Monday, 18 June 2012

baby talk gibberish

After a delicious lunch yesterday, my family and I had a stroll along the waterfront. The sun was warm, the sky was a beautiful deep blue and the sea flat and glassy. We decided to sit for a bit, to take it all in, feeling happily replete and drowsy. All was good in the world... That is until another family decided to sit close by. Umm. Personal space sensors alerted. Then the mother's voice seriously started to get on my tits. You know the voice, the patronising, sing song 'I'm talking to a baby' tone, "Ohh yummy pot ay toe. Umm yummy pot ayyy toe. Ahhh lovely potato. You don't like potato? Yummy yummy yes you do love potato."

This bloody gibberish just went on and on. On repeat, the same potato chant! My skin started to prickle, my tranquil thoughts interrupted and annoyed.  All my calm relaxed happy thoughts started to curdle. I so badly wanted to chuck the bloody potato over the women's head! FFS just feed the bloody thing! Don't repeat yourself like an idiot!

Look, I'll admit it, I acted like a twat when I was a first time mum.
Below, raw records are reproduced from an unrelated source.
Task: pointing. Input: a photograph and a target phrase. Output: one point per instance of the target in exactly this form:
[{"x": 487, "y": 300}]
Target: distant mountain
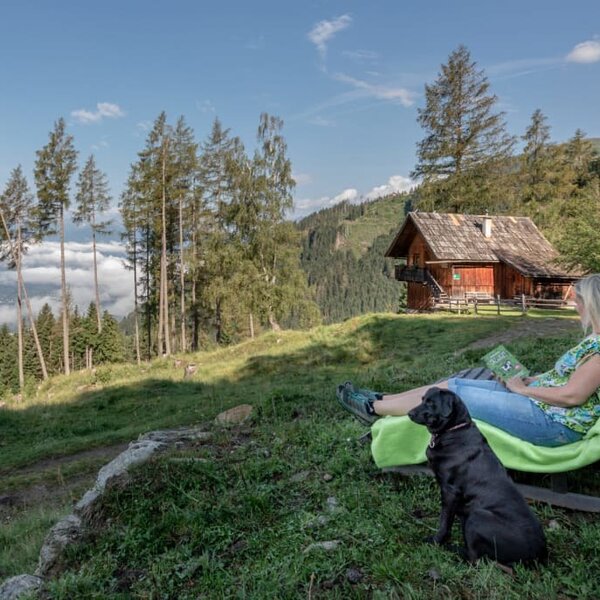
[{"x": 343, "y": 255}]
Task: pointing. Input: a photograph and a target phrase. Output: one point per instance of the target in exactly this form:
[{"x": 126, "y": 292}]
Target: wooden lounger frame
[{"x": 557, "y": 494}]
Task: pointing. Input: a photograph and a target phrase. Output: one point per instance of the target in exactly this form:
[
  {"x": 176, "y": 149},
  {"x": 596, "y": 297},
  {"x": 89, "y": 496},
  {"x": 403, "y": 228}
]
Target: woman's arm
[{"x": 581, "y": 385}]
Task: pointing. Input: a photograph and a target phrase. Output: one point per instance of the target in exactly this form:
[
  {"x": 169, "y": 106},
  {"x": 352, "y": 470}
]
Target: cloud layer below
[{"x": 41, "y": 273}]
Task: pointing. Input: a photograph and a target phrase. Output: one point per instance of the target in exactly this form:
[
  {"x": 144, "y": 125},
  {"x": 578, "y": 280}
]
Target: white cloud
[
  {"x": 396, "y": 184},
  {"x": 323, "y": 31},
  {"x": 321, "y": 121},
  {"x": 381, "y": 92},
  {"x": 361, "y": 56},
  {"x": 41, "y": 273},
  {"x": 302, "y": 178},
  {"x": 348, "y": 194},
  {"x": 586, "y": 52},
  {"x": 103, "y": 110}
]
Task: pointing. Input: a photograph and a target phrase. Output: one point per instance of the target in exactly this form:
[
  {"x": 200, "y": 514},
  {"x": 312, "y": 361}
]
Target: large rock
[
  {"x": 234, "y": 416},
  {"x": 16, "y": 587},
  {"x": 65, "y": 532}
]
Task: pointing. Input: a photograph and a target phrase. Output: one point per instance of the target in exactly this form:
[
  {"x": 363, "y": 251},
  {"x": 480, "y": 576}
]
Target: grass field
[{"x": 245, "y": 514}]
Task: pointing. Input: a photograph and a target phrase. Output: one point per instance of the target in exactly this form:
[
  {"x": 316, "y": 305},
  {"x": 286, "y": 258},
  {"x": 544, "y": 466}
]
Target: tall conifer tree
[
  {"x": 466, "y": 144},
  {"x": 54, "y": 167},
  {"x": 93, "y": 200}
]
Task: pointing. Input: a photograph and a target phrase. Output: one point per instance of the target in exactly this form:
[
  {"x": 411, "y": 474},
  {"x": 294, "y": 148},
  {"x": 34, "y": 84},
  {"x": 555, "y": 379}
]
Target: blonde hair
[{"x": 588, "y": 292}]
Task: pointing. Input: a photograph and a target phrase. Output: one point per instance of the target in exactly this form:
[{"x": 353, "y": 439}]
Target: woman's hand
[{"x": 517, "y": 384}]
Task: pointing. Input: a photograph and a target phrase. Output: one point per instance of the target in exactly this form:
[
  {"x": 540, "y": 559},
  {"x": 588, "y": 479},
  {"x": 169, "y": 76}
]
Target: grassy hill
[{"x": 240, "y": 516}]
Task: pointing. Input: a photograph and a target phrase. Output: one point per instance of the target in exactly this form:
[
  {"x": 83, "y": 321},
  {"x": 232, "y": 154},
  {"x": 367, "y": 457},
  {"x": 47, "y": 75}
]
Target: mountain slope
[{"x": 343, "y": 256}]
Over stimulating my precious child and reacting to every gurgle and fart, but, now I do have to roll my eyes. I'm not very tolerant.  Why is that?  Shouldn't I be understanding, and just smile sweetly?

We had to move on after 10 minutes.  I just couldn't stand it.  The gooey eyes, the sticky mess (that was too close for comfort) and the baby talk and the nappy that was so full it looked like it contained a bowling ball! 

Home.  Peace.  Relaxation restored.

Yum!  My comfort food favourite. Mash.  Especially with grilled cheese!

1 comment:

  1. I have to agree with you, the further away I get from babyhood, the less tolerant I become! I just don't think I could do it again now.